Flight #12 had not even left the gate in San Francisco yesterday before the conversation was underway. The man in seat #16F was talking to his new friend in #16E about his trip: another of many undertaken by himself and his siblings to their mother’s home in the long process of packing up, sorting through, tossing out, agonizing over. The scene is a familiar one to millions of Americans: aging, often isolated mom; far-flung, often cash-strapped, over-stressed children; a bewildering assortment of issues to be dealt with, ranging from health to housing to family dynamics.
I, of course, am the mom. Well, not #16F’s mom, and currently in good health and of relatively sane mind. But 76, with children across the continent and a dizzying amount of Stuff to be dealt with if my husband should have the crass inconsideration to die first and leave me to deal with it. (Actually, he’s been very good about making arrangements for disposition of his Stuff, but still, there are those piles and boxes and shelves of miscellany and cupboards of chipped dishes. And closets full of clothes from the 1950s and still perfectly wearable… but I digress.)
My sisters and I were fortunate that our dad looked after our mom as she slowly died, swearing they had a fine conversation the night before although dementia had long stolen her ability to converse; my father created his own realities. Twenty years later, the town of Ashland, VA, with the assistance of Randolph-Macon College, looked after our dad, because indeed it takes a village. But fewer and fewer of us have the traditional village, and more and more of us have the complications: dementia, physical issues, personal problems, too little financial and emotional resources, too much Stuff.
There is help. There are community centers and assisted living arrangements, there is the new Villages concept (more about that one in the next week or so) and an array of other anti-isolationist possibilities; there are nonprofits of every sort, from the Family Caregiver Alliance to multiple physical/emotional-needs groups to my alltime favorite, in name at least, the National Study Group on Chronic Disorganization. God willing, we may even get health care, but thanks to those earlier, similar battles we at least now have Medicare and Medicaid.
But too many of us still put it all off, and it falls to the children. We cling to the past in the form of too many boxes of old photos and letters and opera programs; we drive too long and invite fender-benders or worse; we think that old chair is worth too much for a garage sale; we forget to take the pills.

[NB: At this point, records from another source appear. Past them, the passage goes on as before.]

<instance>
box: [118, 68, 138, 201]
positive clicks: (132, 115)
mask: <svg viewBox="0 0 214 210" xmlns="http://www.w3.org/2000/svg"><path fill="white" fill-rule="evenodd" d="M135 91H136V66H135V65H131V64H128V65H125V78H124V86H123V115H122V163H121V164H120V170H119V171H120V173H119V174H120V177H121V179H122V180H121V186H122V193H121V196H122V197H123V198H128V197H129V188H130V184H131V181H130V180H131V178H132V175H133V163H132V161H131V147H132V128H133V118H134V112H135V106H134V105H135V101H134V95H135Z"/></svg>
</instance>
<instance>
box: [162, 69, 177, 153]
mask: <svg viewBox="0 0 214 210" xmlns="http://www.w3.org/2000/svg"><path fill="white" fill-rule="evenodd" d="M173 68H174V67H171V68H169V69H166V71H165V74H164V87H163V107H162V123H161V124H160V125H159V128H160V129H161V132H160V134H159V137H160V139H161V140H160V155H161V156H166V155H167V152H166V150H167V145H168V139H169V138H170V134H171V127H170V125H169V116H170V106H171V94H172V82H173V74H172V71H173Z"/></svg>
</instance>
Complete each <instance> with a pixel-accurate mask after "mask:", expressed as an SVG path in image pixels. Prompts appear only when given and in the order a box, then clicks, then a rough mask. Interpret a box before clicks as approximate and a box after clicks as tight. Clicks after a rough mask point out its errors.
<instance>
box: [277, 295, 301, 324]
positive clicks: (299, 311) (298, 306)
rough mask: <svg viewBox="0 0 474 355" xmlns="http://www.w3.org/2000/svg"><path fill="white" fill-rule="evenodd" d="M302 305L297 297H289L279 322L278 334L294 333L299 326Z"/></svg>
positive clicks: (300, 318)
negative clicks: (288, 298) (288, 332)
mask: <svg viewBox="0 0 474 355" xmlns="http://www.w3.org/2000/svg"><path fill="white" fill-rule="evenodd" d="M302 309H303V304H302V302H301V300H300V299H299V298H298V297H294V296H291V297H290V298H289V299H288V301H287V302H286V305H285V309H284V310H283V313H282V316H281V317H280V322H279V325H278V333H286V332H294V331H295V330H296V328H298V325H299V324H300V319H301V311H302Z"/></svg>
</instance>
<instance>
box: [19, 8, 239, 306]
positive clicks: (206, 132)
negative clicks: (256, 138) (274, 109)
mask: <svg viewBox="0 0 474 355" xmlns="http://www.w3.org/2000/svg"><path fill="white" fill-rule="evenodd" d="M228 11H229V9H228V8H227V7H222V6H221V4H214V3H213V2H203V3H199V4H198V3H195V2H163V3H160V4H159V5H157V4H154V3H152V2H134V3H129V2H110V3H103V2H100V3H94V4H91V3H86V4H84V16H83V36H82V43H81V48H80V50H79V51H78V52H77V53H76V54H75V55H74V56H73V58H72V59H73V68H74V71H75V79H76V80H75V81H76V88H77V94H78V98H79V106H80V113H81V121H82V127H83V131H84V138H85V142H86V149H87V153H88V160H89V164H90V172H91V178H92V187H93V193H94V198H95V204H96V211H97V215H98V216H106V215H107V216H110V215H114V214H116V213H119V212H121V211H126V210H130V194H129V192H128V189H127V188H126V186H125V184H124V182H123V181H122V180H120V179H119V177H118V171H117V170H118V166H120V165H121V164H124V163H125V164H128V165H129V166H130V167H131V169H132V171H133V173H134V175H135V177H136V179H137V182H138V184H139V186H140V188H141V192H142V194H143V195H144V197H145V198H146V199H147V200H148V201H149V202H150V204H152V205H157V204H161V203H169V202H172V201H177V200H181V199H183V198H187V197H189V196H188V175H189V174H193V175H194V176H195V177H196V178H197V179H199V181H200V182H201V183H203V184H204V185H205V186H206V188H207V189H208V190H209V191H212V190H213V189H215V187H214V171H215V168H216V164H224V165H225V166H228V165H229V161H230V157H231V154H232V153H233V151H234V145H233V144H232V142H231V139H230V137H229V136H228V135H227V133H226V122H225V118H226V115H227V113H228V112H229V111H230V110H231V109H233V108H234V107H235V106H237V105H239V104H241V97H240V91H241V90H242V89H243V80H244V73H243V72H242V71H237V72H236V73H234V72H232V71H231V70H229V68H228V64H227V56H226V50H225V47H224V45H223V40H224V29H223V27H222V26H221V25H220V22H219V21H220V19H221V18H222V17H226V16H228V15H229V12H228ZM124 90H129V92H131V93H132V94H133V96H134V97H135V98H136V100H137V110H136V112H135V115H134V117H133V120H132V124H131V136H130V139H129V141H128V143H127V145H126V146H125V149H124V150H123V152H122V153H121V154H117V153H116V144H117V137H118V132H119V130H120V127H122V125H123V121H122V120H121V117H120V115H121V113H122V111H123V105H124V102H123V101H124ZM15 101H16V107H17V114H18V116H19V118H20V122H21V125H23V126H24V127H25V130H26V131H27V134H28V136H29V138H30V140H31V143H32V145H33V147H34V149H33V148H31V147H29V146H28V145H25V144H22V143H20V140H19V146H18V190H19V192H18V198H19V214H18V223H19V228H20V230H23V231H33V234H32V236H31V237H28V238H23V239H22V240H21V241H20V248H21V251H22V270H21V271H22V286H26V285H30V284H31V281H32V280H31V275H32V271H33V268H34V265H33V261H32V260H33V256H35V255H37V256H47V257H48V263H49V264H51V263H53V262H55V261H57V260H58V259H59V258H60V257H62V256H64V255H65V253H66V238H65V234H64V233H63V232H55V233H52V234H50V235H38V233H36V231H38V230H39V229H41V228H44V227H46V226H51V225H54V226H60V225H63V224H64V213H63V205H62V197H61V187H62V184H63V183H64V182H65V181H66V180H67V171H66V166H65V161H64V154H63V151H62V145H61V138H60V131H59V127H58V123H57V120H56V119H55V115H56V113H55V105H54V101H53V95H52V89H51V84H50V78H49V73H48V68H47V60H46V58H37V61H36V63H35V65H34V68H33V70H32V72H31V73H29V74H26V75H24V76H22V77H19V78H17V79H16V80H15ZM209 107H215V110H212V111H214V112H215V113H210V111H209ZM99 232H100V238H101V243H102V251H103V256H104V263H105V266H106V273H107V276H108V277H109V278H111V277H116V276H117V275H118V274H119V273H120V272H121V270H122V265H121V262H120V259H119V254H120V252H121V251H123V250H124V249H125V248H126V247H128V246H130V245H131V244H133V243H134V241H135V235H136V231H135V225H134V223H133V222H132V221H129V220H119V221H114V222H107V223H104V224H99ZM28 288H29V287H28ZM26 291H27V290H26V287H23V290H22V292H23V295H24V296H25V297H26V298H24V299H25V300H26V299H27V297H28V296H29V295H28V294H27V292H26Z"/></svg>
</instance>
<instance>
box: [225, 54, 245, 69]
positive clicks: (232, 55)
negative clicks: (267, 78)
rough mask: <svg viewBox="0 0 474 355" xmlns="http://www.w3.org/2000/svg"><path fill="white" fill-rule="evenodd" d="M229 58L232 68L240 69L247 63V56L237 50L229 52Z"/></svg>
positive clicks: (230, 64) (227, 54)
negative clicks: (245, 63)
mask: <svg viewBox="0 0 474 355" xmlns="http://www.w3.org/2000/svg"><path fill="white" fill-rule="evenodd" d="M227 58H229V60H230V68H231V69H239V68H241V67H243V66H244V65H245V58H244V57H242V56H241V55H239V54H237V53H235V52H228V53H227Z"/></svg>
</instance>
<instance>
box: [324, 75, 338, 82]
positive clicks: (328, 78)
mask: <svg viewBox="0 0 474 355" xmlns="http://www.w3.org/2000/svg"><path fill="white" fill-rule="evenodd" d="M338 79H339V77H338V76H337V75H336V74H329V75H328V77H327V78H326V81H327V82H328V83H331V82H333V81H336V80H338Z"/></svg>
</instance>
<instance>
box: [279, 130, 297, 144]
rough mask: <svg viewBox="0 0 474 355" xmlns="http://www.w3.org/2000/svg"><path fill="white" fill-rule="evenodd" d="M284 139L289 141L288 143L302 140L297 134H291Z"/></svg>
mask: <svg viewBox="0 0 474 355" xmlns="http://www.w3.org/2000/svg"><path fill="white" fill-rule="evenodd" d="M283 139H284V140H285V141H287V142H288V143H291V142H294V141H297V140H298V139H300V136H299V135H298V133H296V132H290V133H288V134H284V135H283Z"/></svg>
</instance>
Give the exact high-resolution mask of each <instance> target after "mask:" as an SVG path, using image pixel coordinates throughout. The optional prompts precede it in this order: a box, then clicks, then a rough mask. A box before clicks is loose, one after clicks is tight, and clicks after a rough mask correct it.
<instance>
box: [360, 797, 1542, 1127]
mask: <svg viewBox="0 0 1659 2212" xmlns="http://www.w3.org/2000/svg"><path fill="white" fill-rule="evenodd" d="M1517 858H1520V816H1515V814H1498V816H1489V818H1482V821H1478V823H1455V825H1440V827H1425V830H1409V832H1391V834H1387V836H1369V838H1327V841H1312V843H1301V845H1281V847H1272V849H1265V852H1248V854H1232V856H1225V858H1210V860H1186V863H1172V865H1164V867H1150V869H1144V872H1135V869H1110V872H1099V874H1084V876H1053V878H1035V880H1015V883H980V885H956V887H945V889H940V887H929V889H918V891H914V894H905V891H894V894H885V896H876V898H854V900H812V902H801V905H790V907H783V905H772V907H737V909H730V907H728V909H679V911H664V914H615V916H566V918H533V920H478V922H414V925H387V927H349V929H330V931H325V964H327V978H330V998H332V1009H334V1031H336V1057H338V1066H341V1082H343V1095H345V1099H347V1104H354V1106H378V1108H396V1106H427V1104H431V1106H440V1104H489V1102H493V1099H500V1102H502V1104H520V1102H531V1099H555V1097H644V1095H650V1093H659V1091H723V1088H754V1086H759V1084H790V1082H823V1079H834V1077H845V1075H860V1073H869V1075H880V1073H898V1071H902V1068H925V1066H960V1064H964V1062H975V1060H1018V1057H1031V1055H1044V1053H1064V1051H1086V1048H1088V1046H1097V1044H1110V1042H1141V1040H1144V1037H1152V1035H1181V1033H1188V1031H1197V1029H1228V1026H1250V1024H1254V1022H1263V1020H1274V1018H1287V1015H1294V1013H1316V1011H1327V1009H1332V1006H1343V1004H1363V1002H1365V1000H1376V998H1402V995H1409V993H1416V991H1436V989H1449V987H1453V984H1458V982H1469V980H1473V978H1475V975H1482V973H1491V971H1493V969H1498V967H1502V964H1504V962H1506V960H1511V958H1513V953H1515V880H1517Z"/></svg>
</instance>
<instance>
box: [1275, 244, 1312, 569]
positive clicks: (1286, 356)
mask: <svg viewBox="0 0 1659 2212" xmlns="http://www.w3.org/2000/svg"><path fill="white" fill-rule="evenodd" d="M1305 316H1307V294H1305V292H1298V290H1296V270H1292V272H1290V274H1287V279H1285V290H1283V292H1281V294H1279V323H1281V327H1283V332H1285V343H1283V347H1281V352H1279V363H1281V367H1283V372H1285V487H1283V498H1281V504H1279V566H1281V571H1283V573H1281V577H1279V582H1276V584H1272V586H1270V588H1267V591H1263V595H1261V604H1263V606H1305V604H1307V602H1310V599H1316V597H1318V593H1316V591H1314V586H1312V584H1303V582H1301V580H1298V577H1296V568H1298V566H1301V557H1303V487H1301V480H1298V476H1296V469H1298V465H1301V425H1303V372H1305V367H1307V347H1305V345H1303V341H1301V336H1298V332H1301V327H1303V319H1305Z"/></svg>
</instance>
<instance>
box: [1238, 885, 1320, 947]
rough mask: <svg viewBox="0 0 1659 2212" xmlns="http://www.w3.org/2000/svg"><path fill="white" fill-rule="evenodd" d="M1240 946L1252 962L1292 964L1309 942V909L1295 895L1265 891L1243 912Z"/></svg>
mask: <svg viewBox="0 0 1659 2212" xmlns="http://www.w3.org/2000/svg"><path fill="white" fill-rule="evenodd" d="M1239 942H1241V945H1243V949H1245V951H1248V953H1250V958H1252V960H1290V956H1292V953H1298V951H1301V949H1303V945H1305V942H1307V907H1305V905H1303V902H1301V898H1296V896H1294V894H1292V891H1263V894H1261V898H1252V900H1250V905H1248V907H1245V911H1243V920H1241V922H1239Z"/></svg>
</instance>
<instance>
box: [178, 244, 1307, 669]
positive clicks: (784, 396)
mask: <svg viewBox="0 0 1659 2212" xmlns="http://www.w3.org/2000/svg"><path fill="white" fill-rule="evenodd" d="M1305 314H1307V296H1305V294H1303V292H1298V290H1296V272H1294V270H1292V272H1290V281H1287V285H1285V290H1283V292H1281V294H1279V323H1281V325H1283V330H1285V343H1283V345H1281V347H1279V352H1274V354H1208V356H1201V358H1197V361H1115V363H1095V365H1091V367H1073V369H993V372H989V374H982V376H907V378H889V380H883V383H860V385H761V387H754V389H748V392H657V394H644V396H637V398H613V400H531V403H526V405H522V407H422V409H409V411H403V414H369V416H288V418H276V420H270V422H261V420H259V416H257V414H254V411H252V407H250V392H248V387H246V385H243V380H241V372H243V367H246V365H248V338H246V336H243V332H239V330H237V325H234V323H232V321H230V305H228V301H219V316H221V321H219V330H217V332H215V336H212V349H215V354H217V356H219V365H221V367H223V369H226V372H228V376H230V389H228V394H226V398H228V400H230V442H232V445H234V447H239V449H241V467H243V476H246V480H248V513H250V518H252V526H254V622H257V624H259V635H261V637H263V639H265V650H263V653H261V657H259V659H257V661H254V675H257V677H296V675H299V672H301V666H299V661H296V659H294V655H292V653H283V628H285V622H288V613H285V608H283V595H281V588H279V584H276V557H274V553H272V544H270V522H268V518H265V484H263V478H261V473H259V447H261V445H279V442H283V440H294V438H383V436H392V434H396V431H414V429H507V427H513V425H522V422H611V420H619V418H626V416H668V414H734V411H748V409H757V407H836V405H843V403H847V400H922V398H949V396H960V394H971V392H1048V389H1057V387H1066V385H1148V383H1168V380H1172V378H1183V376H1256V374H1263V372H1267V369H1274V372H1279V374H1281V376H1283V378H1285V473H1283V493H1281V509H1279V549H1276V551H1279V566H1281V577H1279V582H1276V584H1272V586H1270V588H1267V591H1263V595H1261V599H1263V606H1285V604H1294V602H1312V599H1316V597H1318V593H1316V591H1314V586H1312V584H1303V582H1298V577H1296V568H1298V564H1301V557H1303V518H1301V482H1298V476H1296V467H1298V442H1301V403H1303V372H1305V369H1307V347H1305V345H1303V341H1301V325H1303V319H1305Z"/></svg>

The issue, of course, is not about dying; it’s about living. Living as well as possible for as long as possible, as closely as possible to what we would choose for ourselves. But here’s what happens eventually: mom dies. It’s tough, but it’s probably okay.
I gave my card with the True/Slant website on it to the nice people in #16E and #16F; maybe they’ll check in. When I get back home, though, I think I’ll clean out some files.